Certainly Byrne would not have hand-picked any other opponents, pointing to one of those sides he has enjoyed most success against over the years. He says he is 'very confident' despite last week's 4-0 thrashing at home to Charlton which dropped them to the bottom of the table. 'We outplayed them for half an hour and they are not far away from being a good side. Chelsea won't relish it on our slope - I never used to like coming to Oxford - and they know they are in for a tough time.'
Without their captain and chief influence, Jim Magilton, who no sooner had thumped home the extra-time winner against Leeds before he was packing his bags for Southampton, there is more responsibility than ever on Oxford's 33-year-old talisman.
'It definitely could be happening for me all over again because I scored in the third round against Tranmere and again at Elland Road in the replay. That was one of the most dramatic games I have ever played in, because after Leeds scored twice in the last two minutes to force extra time we looked to have gone. What happened at Sunderland was 'Roy of the Rovers' stuff, and I suppose it's what people will remember me for when I pack up.'
One more in the final against Liverpool would have installed Byrne alongside Peter Osgood as those who have scored in every round. 'I should have done so, as well,' he said recalling the fateful 13th minute, 'but I snatched at the ball as it came across and the chance had gone. After half-time we stopped playing and Liverpool finished easy winners.
'As nice as it is to play at Wembley, it's a huge disappointment to go there and lose. You can see the cup yet you know you can't get your hands on it.' Wembley woe was not a novel experience, for before that there were defeats in the 1986 Milk Cup final (for QPR against Oxford), the 1991 Second Division play-off final with Brighton and for the Republic of Ireland against England in 1985.
Four bad memories and all hard to take. 'It's actually five because I went to Wembley in the summer to see U2, and had an awful view about 300 miles from the stage]'
After Sunderland Byrne was delighted to return south, where he had enjoyed 'my happiest spell in the game' at Brighton, and to Millwall, where he linked up with his Republic of Ireland team-mate, Mick McCarthy. The old pals' act did not work out and after 14 games with just one goal, 'an insufficient time to impress', it was back to the Goldstone Ground on loan at the end of last season.
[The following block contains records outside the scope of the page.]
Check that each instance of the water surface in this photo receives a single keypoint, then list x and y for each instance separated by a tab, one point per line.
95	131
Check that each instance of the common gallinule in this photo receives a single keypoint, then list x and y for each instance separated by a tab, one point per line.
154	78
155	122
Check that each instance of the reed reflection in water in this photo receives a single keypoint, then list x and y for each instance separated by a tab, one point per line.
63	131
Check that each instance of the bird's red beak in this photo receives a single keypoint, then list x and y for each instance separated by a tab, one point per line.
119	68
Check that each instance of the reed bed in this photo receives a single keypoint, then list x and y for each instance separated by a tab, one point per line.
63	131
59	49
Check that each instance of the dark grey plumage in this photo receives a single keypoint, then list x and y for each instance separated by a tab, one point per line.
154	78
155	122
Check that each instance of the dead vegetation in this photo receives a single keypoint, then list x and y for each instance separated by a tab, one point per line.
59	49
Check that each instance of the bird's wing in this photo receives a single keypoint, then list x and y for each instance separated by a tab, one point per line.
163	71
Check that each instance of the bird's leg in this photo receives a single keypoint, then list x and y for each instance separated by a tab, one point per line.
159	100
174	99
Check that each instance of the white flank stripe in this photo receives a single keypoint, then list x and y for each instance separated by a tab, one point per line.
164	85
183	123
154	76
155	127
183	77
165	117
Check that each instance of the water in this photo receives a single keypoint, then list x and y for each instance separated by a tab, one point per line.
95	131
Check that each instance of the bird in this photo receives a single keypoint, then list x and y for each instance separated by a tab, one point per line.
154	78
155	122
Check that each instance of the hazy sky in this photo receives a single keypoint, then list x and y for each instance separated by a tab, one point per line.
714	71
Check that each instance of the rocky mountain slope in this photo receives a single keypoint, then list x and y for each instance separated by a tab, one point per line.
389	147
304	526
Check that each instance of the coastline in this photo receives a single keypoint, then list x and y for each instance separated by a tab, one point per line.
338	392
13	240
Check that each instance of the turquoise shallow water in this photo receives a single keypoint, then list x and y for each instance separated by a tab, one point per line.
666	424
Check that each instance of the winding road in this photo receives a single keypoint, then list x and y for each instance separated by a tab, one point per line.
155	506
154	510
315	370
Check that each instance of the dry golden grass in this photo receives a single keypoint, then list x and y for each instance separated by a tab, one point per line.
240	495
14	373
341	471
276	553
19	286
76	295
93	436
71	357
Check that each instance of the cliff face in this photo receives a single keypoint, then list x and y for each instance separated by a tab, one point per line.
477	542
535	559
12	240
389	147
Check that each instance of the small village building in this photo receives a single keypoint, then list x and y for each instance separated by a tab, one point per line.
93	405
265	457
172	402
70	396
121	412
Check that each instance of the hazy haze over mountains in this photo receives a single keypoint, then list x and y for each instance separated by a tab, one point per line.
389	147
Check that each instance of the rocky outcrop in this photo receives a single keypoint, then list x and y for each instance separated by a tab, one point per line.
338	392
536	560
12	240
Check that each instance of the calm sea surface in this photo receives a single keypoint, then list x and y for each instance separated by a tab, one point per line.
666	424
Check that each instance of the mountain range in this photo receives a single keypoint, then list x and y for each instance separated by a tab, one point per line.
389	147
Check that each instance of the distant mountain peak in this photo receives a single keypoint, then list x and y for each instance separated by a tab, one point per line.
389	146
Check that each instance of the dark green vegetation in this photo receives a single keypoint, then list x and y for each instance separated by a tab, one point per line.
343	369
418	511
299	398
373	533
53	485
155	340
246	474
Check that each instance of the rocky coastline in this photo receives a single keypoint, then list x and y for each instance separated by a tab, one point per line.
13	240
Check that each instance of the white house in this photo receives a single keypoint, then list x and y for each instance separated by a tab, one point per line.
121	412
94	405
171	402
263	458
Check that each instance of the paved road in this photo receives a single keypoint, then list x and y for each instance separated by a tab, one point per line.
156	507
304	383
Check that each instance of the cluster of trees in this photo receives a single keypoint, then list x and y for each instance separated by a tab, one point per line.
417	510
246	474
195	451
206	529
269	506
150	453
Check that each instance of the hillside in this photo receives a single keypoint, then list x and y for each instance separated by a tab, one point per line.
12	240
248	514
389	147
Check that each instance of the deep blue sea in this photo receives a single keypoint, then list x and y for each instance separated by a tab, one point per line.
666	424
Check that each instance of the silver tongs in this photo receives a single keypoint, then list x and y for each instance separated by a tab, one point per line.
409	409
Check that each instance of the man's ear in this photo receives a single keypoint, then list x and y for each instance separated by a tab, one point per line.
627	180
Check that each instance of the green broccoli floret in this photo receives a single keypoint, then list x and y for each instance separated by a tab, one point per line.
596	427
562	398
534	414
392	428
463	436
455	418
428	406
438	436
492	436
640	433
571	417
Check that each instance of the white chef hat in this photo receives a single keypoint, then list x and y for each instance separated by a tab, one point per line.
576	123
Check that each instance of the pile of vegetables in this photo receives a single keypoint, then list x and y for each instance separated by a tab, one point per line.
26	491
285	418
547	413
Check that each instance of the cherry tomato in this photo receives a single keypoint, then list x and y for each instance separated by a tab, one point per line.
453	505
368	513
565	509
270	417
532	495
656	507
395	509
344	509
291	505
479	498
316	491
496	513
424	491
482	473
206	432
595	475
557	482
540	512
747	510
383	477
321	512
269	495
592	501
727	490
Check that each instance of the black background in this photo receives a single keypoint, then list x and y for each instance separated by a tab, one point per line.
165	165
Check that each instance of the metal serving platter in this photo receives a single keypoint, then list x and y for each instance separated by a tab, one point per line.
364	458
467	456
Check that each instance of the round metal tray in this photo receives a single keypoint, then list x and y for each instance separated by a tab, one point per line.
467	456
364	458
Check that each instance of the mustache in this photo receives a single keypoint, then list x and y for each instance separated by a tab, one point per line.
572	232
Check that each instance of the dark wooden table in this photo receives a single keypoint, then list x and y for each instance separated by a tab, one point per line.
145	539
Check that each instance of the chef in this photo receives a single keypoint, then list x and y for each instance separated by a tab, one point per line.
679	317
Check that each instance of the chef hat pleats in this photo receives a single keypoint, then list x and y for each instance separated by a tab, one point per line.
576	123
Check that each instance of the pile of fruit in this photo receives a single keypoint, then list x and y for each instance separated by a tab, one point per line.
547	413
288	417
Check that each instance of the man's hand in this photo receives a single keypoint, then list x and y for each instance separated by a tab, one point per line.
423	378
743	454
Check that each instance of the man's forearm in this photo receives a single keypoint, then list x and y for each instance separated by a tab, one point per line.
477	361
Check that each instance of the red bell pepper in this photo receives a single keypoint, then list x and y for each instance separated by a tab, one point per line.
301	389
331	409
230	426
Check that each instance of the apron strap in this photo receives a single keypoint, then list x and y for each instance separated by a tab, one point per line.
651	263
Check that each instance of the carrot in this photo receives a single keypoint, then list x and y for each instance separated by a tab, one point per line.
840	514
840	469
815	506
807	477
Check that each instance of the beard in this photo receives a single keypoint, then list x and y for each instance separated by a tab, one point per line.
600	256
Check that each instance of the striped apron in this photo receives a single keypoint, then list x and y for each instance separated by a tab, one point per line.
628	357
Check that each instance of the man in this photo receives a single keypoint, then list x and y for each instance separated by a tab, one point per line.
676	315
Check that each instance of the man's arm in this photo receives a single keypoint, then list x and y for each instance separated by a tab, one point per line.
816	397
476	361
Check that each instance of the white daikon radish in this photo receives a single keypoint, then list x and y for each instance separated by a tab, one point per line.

With a house in nearby Shoreham and the family looking on Brighton as home, Byrne would have been happy to stay - if they could have afforded him. That not being so, it was his good fortune that Denis Smith had just taken over at Oxford and, armed with a share of the fee that took old boy Mark Stein to Chelsea from Stoke, was eager to renew their partnership one more time.
'Denis took me to Sunderland and if it had not been for him my career might have never have got going in the first place. When he came to York I wasn't in the team and there was talk of me going on a free to Scunthorpe or Rochdale, you know, those glamour places.
'Denis came across me training on my own and asked what I was doing, because he thought I showed more skill than anyone else in the club. 'He's on the way out,' the trainer said. 'For one thing he suffers from hay fever and is allergic to grass'.'
Considering the handicap which could be fatal for a footballing career, Byrne has done quite well on the green stuff and hopes to play on as long as is possible.